Van Overmeire (2020) also critiqued our finding that 17.7% of people met the diagnostic requirements for PTSD as “staggering considering that in a United States–based sample, Cloitre and colleagues (2019) found a rate of only 3.4% when using the same PTSD scale.” Although we agree that approximately 1 in 6 people meeting the diagnostic requirements for PTSD as assessed using a self‐report scale is a high figure, the comparison made by Van Overmeire is misguided. The figure of 3.4% reported by Cloitre et al. (2019), a study that we coauthored, represents the rate after a differential diagnosis of CPTSD was made. Cloitre et al. (2019) noted that 7.2% of the participants in their sample met the diagnostic requirements for PTSD, and, of those, 3.8% were differentially diagnosed with CPTSD, meaning that only 3.4% retained a PTSD diagnosis. As we noted in our paper, we assessed only the symptoms of PTSD, which precluded our making a similar differential diagnosis. A more apt comparison, we believe, is the one we provided in our original paper showing that 13.2% of Irish adults met the same PTSD requirements as those assessed using the ITQ a year earlier in February 2019 (Hyland et al., 2020). It is worth noting that in that study, we were able to perform a differential diagnosis for CPTSD and found that 8.1% of the participants who met the ITQ PTSD criteria qualified for a diagnosis of CPTSD. Thus, although our estimated rate of COVID‐19–related PTSD (i.e., 17.7%, 95% CI [15.4%, 20.0%]) was statistically significantly higher (i.e., p < .05) than the estimated rate of PTSD we found 1 year prior (i.e., 13.2%, 95% CI [11.2%, 15.3%]), the result did not appear to be staggeringly out of line with existing data from the same country. Furthermore, in a trauma‐exposed, population‐based sample from the United Kingdom surveyed in 2018, Karatzias et al. (2019) found that a similar proportion of individuals screened positive for PTSD using the ITQ (i.e., 18.4%, 95% CI [15.9%, 20.6%]). Finally, in our parallel COVID‐19 survey in the United Kingdom, we found that the prevalence estimate of COVID‐19–related PTSD was extremely similar to what we reported in our Irish sample (i.e., 16.8%, 95% CI [15.2%, 18.4%]; Shevlin et al., 2020).

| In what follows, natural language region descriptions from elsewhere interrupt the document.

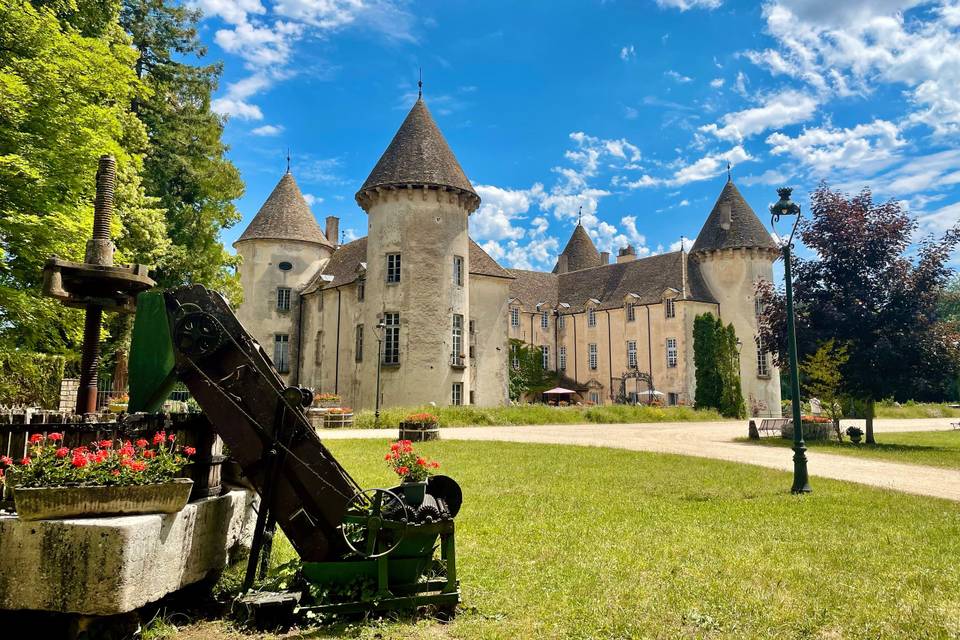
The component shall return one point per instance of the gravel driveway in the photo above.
(715, 440)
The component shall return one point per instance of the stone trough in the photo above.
(108, 566)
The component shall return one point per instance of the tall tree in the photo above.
(66, 83)
(185, 165)
(870, 288)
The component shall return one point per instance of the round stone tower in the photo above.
(418, 199)
(281, 249)
(734, 251)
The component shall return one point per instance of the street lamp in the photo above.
(786, 207)
(378, 333)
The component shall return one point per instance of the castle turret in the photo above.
(418, 200)
(281, 249)
(734, 251)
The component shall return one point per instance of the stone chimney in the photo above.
(333, 229)
(626, 254)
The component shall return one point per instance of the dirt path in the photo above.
(715, 440)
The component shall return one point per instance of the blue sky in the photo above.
(629, 109)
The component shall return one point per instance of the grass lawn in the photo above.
(934, 448)
(575, 542)
(469, 416)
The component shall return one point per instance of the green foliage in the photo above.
(184, 163)
(30, 379)
(527, 375)
(530, 414)
(717, 363)
(822, 378)
(65, 89)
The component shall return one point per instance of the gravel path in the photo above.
(715, 440)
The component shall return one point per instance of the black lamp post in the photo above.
(378, 333)
(786, 207)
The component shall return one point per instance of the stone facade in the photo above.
(445, 315)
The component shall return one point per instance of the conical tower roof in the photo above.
(419, 156)
(580, 251)
(742, 228)
(285, 216)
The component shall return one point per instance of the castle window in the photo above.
(763, 365)
(458, 270)
(457, 351)
(283, 298)
(672, 355)
(391, 338)
(281, 352)
(393, 268)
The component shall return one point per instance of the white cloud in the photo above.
(706, 167)
(865, 147)
(268, 130)
(854, 46)
(500, 210)
(784, 108)
(677, 77)
(684, 5)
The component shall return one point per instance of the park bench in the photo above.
(772, 426)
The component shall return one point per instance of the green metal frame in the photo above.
(399, 574)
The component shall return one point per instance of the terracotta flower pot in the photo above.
(45, 503)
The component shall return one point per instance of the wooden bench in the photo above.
(772, 426)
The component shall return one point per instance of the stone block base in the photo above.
(107, 566)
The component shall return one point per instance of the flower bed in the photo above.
(108, 476)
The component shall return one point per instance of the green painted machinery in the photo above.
(399, 542)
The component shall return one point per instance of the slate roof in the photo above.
(745, 230)
(610, 283)
(580, 251)
(285, 216)
(343, 265)
(418, 155)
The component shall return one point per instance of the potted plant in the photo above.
(107, 477)
(413, 469)
(855, 434)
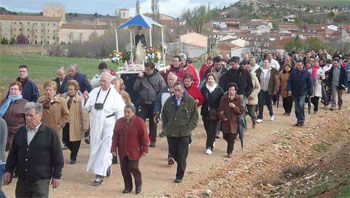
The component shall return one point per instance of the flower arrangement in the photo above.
(115, 57)
(152, 55)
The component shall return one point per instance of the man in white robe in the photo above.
(105, 106)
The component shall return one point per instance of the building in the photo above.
(37, 29)
(77, 32)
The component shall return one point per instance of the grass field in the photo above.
(42, 68)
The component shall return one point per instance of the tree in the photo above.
(13, 41)
(21, 39)
(295, 45)
(196, 18)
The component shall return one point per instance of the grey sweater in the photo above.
(3, 139)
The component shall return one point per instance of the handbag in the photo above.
(213, 115)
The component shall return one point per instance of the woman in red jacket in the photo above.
(131, 139)
(192, 90)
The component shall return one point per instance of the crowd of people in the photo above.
(35, 129)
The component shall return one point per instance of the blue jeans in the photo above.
(2, 169)
(299, 102)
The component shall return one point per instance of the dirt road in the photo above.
(269, 148)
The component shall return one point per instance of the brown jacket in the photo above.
(15, 119)
(78, 118)
(273, 83)
(57, 115)
(229, 113)
(130, 138)
(283, 78)
(125, 97)
(253, 98)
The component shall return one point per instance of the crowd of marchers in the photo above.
(35, 127)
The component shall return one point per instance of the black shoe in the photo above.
(162, 134)
(170, 161)
(138, 189)
(115, 160)
(98, 181)
(109, 172)
(126, 191)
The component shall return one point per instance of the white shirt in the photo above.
(31, 133)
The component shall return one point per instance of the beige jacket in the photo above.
(253, 98)
(78, 118)
(56, 115)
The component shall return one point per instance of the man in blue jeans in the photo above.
(3, 140)
(299, 86)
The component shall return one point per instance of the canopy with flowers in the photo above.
(152, 55)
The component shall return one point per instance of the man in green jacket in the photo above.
(179, 117)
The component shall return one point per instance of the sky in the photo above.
(170, 7)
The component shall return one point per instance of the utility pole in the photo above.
(137, 7)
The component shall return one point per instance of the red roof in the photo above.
(29, 18)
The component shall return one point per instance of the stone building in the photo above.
(77, 32)
(37, 29)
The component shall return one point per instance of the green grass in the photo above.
(43, 68)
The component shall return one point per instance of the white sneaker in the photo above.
(209, 151)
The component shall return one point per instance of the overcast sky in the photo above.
(171, 7)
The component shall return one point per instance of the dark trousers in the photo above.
(230, 139)
(147, 112)
(264, 99)
(299, 102)
(127, 168)
(251, 112)
(35, 189)
(178, 148)
(73, 146)
(288, 104)
(210, 128)
(314, 101)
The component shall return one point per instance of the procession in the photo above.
(154, 111)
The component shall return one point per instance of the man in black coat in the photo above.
(29, 89)
(61, 80)
(238, 75)
(36, 152)
(299, 86)
(337, 80)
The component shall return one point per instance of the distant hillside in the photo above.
(306, 11)
(4, 11)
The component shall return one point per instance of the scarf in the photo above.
(211, 88)
(7, 103)
(313, 72)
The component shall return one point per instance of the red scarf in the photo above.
(314, 71)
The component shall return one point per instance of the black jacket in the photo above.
(241, 77)
(211, 100)
(299, 83)
(61, 88)
(342, 78)
(42, 159)
(84, 84)
(29, 90)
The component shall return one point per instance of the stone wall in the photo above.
(27, 49)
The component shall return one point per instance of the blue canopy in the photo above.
(139, 20)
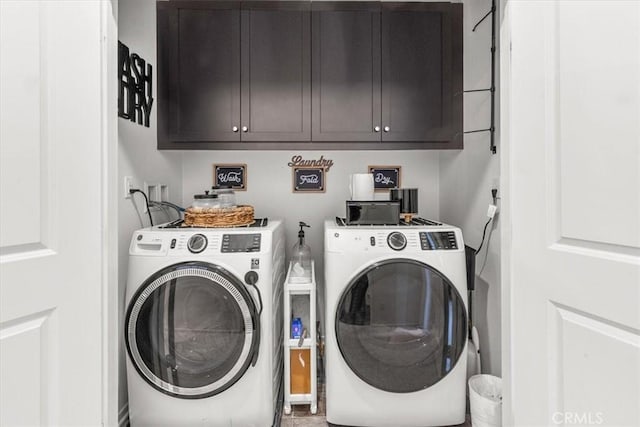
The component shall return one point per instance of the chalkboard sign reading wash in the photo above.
(308, 180)
(234, 176)
(385, 177)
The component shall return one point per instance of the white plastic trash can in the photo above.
(485, 398)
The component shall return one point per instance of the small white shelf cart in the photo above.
(300, 301)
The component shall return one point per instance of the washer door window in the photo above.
(192, 330)
(401, 326)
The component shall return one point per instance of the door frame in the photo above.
(109, 212)
(504, 133)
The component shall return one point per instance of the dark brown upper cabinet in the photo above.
(198, 72)
(346, 71)
(276, 71)
(280, 74)
(388, 72)
(233, 72)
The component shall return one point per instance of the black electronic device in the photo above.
(383, 212)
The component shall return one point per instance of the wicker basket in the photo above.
(219, 217)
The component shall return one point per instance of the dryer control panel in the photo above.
(438, 240)
(241, 242)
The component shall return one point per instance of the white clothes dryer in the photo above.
(203, 325)
(396, 324)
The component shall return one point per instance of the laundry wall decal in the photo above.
(298, 161)
(135, 97)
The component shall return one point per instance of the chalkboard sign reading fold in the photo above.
(234, 176)
(385, 177)
(308, 180)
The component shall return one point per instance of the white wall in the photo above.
(466, 179)
(137, 153)
(270, 181)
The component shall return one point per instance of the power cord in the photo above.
(484, 232)
(146, 201)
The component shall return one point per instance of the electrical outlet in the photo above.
(164, 193)
(128, 185)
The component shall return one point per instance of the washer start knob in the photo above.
(397, 241)
(197, 243)
(251, 278)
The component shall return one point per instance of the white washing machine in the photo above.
(396, 324)
(203, 325)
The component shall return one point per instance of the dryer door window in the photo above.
(401, 326)
(192, 330)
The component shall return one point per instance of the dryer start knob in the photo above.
(251, 278)
(397, 241)
(197, 243)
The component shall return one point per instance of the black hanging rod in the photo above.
(479, 130)
(483, 18)
(492, 89)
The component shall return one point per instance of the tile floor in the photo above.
(301, 416)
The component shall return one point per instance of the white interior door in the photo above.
(51, 213)
(571, 116)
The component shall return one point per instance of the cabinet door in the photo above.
(276, 71)
(419, 80)
(346, 71)
(199, 72)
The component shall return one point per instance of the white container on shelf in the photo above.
(300, 372)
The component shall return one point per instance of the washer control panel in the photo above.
(241, 242)
(438, 240)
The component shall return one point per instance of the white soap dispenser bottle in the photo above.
(301, 259)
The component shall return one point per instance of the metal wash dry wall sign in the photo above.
(136, 90)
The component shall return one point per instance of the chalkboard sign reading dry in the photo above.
(234, 176)
(308, 180)
(385, 177)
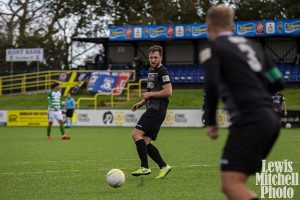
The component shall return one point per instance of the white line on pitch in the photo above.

These are challenging, important, and difficult times for the study of traumatic stress. We not only have to grapple with the fact that there are differing conceptualizations of trauma‐related psychopathology, but we must also find a way to respond to the current circumstances with compassion, integrity, and scientific rigor. Not all psychological scientists will agree on the best path forward; however, we believe that Van Overmeire's critique of our work, and our opportunity to reply, represents a healthy sharing of views during this difficult time. Such debate has been encouraged by Horesh and Brown (2020), who have already issued a call to arms for researchers and clinicians to address the myriad psychological issues that have arisen due to the COVID‐19 pandemic. As such, we are prepared to countenance the idea that the anticipatory threat of COVID‐19 and its consequences can be traumatic in nature for some and can produce psychological responses consistent with PTSD.